I am a Stranger to the Circumstances you mention respecting a new french Treaty; not having seen the extract of the Letter you put into the public papers. I wish you would explain it to me. If you get the Ships you have ordered from Martinique, in any short time, there can be no Danger of loading them, upon a Freight of 50 provided there is no Invasion or Convulsion in France; & of the latter there seems to be little Danger, but in Conjunction with the former, by some of the great Powers of Europe. You should endeavor to make some Provision, in the Number of Lie-days, in Case of the Ship's arriving late, & being detained by the Ice in the Rivers.
If you shou'd receive any Information respecting the Market for Wheat, I shou'd be glad to be advised of it. I read, with a great deal of Pleasure, the Account of the good Offices you have done the french Emigrants in Richmond; as it thoroughly marks that Benevolence, & Goodness of Heart, which I always highly valued in You; and which I had the Satisfaction of discovering, at a very early Period of your Life.
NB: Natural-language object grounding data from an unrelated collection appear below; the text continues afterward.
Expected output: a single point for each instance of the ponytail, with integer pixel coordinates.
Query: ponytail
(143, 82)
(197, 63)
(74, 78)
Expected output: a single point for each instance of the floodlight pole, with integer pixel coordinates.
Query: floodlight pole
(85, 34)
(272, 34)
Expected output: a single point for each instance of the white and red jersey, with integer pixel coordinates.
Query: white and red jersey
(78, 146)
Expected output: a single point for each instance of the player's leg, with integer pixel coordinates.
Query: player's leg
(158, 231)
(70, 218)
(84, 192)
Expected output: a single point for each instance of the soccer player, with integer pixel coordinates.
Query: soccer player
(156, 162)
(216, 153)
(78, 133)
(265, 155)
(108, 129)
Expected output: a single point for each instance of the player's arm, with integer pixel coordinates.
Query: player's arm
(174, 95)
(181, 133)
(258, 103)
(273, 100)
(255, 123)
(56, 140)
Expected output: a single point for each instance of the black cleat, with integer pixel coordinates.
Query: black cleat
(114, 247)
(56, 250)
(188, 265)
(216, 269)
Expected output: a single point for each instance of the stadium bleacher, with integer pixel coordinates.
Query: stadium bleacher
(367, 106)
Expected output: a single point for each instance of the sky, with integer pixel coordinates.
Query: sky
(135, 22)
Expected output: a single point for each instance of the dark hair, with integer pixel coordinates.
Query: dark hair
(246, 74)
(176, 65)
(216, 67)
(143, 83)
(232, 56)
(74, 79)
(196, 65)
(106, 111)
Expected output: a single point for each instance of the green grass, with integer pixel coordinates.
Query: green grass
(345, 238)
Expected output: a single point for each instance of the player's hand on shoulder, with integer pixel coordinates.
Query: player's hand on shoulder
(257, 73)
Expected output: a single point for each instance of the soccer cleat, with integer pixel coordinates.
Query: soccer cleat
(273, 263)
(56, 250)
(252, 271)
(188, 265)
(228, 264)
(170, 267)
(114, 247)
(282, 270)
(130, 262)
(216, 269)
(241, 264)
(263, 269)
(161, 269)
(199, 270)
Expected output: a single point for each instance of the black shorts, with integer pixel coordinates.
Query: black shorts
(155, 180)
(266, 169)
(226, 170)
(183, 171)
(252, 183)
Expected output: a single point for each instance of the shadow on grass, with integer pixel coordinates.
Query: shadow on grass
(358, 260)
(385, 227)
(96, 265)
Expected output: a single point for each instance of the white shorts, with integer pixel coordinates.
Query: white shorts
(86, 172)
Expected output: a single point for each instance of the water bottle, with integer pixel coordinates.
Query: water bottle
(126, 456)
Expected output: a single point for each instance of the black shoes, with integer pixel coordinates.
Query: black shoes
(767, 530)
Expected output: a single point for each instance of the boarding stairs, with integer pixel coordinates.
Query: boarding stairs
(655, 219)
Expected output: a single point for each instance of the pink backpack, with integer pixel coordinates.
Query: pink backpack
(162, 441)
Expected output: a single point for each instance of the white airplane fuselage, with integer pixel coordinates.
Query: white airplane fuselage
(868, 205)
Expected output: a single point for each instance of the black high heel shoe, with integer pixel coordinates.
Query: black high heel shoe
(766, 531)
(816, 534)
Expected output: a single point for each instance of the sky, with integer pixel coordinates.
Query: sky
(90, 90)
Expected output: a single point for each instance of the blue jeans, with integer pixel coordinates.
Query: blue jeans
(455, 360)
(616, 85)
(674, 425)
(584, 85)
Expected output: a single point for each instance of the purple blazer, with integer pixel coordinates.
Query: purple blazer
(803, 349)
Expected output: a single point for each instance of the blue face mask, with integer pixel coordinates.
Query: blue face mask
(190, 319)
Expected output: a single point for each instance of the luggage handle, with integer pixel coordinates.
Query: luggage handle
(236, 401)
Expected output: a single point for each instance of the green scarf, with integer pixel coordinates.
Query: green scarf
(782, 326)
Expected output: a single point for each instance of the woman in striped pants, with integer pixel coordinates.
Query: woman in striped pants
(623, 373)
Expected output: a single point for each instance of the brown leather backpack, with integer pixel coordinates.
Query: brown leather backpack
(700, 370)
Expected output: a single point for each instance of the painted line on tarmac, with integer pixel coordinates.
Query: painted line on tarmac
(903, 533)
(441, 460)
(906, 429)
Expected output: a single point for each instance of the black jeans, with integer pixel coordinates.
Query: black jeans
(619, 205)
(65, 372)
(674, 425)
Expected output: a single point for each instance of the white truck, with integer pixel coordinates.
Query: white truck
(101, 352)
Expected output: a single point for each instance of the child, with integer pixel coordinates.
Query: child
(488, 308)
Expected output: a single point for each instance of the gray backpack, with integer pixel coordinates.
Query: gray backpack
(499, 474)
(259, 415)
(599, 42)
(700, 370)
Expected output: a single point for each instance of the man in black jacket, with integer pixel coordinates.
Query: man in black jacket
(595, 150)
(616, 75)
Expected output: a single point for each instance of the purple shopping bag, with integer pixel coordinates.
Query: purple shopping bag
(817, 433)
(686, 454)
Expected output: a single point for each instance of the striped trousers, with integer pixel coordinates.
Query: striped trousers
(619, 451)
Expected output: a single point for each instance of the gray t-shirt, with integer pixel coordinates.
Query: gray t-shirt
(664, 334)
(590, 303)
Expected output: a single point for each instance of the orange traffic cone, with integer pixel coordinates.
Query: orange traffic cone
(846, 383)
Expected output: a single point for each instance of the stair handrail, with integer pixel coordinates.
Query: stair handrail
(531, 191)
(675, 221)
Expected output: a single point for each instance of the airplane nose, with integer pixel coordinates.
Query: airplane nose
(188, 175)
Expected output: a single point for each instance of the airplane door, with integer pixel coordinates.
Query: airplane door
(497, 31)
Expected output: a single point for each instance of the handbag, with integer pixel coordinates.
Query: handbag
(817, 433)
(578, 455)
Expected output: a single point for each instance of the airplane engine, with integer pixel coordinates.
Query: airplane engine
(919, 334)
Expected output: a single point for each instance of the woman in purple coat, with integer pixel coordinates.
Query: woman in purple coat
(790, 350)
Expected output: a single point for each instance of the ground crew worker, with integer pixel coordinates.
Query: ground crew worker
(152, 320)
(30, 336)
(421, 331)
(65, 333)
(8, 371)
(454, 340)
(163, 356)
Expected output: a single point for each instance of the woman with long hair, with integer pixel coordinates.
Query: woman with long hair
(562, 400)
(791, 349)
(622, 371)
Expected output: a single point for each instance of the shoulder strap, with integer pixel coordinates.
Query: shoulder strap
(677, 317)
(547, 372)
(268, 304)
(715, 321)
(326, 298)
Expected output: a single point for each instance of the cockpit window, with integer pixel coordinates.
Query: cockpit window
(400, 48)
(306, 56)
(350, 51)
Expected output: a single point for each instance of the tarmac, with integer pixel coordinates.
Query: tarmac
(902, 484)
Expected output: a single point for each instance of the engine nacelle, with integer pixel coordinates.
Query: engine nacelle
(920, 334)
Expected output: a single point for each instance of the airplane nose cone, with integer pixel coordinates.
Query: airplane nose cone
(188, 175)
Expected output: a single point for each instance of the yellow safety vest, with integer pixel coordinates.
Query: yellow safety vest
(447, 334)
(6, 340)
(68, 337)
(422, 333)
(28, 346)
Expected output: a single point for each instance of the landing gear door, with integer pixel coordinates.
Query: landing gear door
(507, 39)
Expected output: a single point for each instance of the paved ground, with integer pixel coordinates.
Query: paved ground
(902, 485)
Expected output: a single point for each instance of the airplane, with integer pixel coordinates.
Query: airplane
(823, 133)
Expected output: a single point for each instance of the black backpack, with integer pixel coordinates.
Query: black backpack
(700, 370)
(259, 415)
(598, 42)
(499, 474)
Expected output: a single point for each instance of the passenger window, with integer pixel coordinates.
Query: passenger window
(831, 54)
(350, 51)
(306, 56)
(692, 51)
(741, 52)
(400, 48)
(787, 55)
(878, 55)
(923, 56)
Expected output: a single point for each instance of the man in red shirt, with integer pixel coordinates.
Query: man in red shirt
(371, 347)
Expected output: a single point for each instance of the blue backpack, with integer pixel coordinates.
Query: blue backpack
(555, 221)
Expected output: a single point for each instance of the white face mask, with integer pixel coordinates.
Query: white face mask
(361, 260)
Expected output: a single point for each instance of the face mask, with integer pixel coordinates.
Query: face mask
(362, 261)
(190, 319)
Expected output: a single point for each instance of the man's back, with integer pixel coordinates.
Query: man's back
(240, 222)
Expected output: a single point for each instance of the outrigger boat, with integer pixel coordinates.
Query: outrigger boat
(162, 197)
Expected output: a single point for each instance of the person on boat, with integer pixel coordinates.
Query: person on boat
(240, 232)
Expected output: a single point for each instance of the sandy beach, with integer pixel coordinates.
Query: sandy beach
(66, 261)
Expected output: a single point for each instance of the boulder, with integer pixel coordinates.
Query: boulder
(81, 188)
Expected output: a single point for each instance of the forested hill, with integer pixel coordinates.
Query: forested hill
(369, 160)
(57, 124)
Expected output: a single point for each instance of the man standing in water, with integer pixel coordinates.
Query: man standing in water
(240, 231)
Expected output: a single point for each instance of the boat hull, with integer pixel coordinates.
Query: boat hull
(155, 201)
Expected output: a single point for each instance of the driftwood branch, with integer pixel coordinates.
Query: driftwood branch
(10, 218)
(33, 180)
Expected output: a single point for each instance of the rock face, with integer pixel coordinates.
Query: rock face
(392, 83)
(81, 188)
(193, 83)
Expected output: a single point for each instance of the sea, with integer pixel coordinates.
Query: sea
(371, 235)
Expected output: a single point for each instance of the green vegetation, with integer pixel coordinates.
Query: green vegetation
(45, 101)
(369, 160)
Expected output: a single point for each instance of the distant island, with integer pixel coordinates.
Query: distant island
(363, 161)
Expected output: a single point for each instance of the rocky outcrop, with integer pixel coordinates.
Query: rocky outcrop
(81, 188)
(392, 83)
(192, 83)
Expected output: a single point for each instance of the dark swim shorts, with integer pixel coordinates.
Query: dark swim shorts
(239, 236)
The Familys here, & at Lexington, are all well. Your Sister Johnson, & your Brother Thomson, & his Family, are now with us, upon a Visit; and all desire to be affectionately remembered to you. I expect your Brother George Home, in four or five days. He is said to have received great Benefit from the warm Sulphur Springs, and to be in better Health, than he has had at any time, for these dozen Years. I am picking up what Tobacco falls in my way at 12/6 upon Speculation, to keep 'til next Year; and shall also reserve my own Tobo. (except the 33 Hhds. which were ship'd Per the Washington) & buy my Family Goods with Cash; being convinced that Tobo. will be high next year; the last Crop being but a short one; and from the extreme Drought this Summer, there will be hardly any made this Year, in this Part of the Country. I wish you wou'd inform me, what is the general Opinion of the growing Crop of Tobo. upon James River, & Roanoke; and if you have any Accounts of it from the Southward, South Carolina & Georgia. The present Crop of Corn here will be extreamly short; fortunately I have Soo Bars. of old Corn bye me to Spare. I expect to see you in Richmond, in the Course of this Month; in the Mean time, let me hear from you, whenever your Leisure & Convenience will admit, and let me know whether you have met with the Civilities, I have Reason to expect you would find in Richmond. I am dear John Yr. affecte. Father
P. S. We have no Account yet of the Washington. I don't know in what Part of the Town Mrs. Younghusband's boarding House is; but I wou'd, by all Means, advise you to take Lodgings upon the Hill; for I know the vale under the Hill in Richmond to be, at this Season of the Year, the most sickly Hole in Virginia; Petersburg not excepted.